Transmettre, être à l’écoute des autres sur ce sujet qui n’est pas simple. La mort a longtemps été taboue. Humainement cela me procure de la joie de pouvoir apporter ne serait-ce qu’un sourire à quelqu’un, ou une écoute bienveillante. Accompagner, c’est dire « si vous avez besoin de parler, je suis là ». Laisser comme une porte ouverte, prendre son temps…
« Je dis souvent aussi qu’il faut vivre au fur et à mesure et prendre le temps de profiter de la personne malade tant qu’il est encore possible »
Pourquoi est-il important de se faire accompagner selon vous ?
Je pense que c’est important pour ne pas perdre pied, pour ne pas se laisser submerger par les évènements. Être aidant est difficile tous les jours et les personnes qui se retrouvent dans cette situation prennent tout sur leurs épaules parce que « c’est comme ça » comme elles disent. « C’est mon père ou ma mère et je lui ai promis qu’il partirait chez lui… ». J’ai été la première a le dire, mais accepter de l’aide permet de souffler un peu pour soi et d’accompagner son proche d’une autre manière.
Je parle souvent de sommeil aux familles qui accompagnent leur proche, car au fur et à mesure l’aidant peut se perdre. Préserver ses forces permet d’être plus lucide et de mieux prendre compte la situation. Ce temps de repos n’empêche pas du tout la relation forte avec la personne, au contraire cela permet plus de confort pour l’autre. Après il ne faut jamais forcer la main, il y a des personnes qui donneront tout jusqu’à l’épuisement pour la personne malade et d’autres qui d’eux-mêmes demanderont de l’aide naturellement.

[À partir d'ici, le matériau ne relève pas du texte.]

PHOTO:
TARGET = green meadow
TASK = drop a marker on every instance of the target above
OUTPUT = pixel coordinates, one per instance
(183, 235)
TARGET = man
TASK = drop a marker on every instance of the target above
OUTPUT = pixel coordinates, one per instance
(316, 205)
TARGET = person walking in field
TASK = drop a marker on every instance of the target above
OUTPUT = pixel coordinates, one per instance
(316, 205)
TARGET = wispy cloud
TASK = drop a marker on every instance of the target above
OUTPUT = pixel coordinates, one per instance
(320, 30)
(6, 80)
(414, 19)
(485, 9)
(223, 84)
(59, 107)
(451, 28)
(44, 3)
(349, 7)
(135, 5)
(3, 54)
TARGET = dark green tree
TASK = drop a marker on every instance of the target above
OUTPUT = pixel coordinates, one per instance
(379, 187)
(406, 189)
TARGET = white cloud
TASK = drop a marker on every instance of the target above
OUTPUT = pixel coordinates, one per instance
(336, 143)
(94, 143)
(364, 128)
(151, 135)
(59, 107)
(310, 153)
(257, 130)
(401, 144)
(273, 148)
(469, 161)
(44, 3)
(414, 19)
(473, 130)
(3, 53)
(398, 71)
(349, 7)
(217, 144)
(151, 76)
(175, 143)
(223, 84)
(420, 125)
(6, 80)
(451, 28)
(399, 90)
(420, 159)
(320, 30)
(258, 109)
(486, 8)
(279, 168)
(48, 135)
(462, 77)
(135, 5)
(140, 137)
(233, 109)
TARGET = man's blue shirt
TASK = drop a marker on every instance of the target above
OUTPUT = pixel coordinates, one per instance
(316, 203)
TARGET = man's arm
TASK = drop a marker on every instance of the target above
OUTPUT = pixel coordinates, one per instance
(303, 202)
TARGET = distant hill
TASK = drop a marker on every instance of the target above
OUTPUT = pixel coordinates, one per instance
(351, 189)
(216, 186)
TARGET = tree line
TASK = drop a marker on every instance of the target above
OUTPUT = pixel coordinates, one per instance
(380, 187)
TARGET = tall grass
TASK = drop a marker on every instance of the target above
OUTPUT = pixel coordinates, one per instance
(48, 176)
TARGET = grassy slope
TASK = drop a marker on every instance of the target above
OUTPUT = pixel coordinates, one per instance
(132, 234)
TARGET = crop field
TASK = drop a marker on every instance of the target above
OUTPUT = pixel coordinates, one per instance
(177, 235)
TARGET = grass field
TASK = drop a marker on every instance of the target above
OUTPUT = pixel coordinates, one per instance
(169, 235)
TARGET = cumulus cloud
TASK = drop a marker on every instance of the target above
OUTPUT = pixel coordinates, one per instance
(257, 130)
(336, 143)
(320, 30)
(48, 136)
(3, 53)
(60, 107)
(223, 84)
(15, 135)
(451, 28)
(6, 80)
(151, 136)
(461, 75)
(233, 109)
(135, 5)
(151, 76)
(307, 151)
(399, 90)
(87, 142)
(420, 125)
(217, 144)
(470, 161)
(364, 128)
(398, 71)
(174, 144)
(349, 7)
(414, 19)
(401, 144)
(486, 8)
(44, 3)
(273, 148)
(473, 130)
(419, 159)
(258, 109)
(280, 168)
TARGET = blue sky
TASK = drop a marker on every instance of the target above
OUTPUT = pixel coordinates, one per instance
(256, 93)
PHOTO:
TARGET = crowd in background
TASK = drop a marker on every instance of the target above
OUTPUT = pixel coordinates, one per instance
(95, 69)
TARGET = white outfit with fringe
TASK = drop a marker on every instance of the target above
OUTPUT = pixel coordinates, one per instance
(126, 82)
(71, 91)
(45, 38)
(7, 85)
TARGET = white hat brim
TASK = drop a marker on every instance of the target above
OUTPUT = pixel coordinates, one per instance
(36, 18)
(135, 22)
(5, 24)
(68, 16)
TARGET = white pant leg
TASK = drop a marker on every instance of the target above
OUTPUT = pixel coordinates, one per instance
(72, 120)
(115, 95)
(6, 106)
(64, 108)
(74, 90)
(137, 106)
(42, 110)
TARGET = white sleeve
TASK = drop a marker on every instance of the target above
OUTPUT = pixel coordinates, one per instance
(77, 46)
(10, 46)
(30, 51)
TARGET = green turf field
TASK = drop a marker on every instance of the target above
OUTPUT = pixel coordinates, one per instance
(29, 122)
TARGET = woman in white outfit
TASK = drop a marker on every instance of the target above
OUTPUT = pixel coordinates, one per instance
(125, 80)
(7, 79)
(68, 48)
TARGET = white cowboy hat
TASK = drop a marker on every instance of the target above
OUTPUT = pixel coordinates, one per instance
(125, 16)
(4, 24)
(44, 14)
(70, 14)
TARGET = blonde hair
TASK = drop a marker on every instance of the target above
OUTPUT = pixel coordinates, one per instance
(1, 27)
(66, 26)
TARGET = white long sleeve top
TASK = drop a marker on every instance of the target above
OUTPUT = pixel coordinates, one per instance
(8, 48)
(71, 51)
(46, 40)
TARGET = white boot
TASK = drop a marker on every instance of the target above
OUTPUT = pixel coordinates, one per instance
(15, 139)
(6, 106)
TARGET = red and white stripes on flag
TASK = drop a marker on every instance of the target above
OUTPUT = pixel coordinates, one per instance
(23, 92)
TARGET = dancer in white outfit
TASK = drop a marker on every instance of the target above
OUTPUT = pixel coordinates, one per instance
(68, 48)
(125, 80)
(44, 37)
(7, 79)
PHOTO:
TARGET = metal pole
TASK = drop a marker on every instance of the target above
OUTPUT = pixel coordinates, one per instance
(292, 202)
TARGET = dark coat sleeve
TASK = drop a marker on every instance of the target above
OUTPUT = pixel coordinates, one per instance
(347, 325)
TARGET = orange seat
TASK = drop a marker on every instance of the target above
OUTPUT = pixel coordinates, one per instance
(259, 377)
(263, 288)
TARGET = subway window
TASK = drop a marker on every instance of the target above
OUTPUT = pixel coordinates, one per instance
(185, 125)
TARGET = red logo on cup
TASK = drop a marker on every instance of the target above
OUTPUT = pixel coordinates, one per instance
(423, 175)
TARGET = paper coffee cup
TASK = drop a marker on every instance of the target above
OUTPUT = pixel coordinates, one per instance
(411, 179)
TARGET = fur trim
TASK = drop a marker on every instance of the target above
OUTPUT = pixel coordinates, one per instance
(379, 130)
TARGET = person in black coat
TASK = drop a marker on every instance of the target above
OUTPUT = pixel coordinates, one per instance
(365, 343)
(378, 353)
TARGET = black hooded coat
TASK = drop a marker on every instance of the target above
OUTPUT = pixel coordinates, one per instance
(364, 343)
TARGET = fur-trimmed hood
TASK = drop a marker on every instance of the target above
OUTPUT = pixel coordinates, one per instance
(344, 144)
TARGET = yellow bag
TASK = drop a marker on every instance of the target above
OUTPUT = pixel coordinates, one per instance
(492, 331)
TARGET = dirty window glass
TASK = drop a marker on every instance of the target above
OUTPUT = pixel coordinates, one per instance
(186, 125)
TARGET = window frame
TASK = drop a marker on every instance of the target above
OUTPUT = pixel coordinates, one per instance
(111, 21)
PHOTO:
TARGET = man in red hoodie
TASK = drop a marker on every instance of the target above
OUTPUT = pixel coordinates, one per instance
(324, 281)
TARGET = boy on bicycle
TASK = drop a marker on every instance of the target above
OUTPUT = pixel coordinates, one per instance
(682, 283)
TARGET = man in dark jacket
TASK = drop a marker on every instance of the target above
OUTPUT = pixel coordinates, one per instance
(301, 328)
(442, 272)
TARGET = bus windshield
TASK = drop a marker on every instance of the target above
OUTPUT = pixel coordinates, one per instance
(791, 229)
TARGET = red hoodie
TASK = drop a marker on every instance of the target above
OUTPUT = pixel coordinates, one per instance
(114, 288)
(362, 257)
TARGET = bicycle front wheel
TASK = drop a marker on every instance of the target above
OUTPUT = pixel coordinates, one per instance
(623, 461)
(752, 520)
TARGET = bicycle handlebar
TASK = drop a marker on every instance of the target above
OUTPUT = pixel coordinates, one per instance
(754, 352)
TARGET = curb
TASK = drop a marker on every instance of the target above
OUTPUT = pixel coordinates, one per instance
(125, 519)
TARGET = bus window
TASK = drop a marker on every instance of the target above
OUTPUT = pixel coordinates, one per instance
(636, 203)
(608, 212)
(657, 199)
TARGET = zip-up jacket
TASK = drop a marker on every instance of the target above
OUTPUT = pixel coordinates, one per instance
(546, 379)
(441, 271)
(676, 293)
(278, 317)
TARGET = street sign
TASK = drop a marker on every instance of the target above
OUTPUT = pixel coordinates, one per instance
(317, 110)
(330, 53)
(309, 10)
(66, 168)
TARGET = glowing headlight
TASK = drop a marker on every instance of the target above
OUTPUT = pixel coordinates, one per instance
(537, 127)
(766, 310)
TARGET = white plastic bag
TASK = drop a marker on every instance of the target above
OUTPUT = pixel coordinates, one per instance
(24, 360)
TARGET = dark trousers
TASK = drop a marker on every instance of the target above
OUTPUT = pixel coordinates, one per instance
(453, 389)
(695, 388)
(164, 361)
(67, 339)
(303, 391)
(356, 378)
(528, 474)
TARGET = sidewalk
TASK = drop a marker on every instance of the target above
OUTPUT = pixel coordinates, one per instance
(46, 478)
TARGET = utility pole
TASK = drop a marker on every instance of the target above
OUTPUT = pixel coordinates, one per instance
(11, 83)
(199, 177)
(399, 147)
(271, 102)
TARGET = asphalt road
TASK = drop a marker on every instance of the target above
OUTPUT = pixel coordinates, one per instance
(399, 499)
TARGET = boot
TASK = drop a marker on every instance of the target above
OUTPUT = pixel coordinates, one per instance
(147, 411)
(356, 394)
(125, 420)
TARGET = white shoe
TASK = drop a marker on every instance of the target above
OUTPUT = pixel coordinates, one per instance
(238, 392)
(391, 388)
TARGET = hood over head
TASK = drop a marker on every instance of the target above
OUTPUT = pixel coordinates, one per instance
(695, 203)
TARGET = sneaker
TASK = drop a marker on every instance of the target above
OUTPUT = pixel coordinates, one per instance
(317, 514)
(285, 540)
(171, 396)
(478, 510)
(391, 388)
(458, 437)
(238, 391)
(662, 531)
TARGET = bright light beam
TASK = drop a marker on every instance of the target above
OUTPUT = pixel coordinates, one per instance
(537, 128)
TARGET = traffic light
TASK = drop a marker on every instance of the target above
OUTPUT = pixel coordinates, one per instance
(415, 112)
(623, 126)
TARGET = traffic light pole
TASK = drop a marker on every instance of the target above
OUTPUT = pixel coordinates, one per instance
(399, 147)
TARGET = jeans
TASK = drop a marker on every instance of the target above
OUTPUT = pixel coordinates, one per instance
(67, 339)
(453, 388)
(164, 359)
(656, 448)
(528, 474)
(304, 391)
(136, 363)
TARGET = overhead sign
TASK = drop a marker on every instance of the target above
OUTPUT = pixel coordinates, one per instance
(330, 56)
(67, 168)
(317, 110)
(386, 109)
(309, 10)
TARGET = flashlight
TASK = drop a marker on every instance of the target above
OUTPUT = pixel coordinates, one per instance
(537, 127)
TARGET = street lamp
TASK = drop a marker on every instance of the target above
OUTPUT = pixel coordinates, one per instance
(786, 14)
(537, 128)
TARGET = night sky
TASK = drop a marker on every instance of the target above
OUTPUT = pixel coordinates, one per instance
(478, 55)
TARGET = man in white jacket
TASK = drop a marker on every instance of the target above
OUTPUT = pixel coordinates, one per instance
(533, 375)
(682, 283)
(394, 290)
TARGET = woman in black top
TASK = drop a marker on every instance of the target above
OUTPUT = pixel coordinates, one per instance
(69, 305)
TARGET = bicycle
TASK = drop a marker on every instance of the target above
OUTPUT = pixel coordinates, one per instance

C’est pour cela que chaque situation est différente, et nous avons tous notre idée sur la question. Je dis souvent aussi qu’il faut vivre au fur et à mesure et prendre le temps de profiter de la personne malade tant qu’il est encore possible. Chacun a sa propre définition du mot « accompagner » : certains accompagnent par amour et d’autres par devoir..
Qu’avez-vous envie de dire à une personne qui accompagne un proche en fin de vie ? Un conseil ou un mot ?
J’ai envie de lui dire que si elle veut parler ou avoir des conseils je suis là, qu’elle n’est pas seule. Lui dire qu’il faut prendre son temps, que, comme pour un deuil, nous traversons plusieurs étapes, mais aussi que sa douleur et ses pleurs sont normaux et libérateurs. Enfin, si l’accompagnant est amené a vivre la perte de son proche, je ne dis jamais « bon courage » car à ce moment là nous n’en avons pas. Je présente simplement « mes condoléances.. »
Un petit mot pour finir ? Dans « accompagner » nous entendons « Aider » et dans « Aider » nous entendons « Aimer »….
Un grand merci Marion, nous sommes de tout cœur avec vous.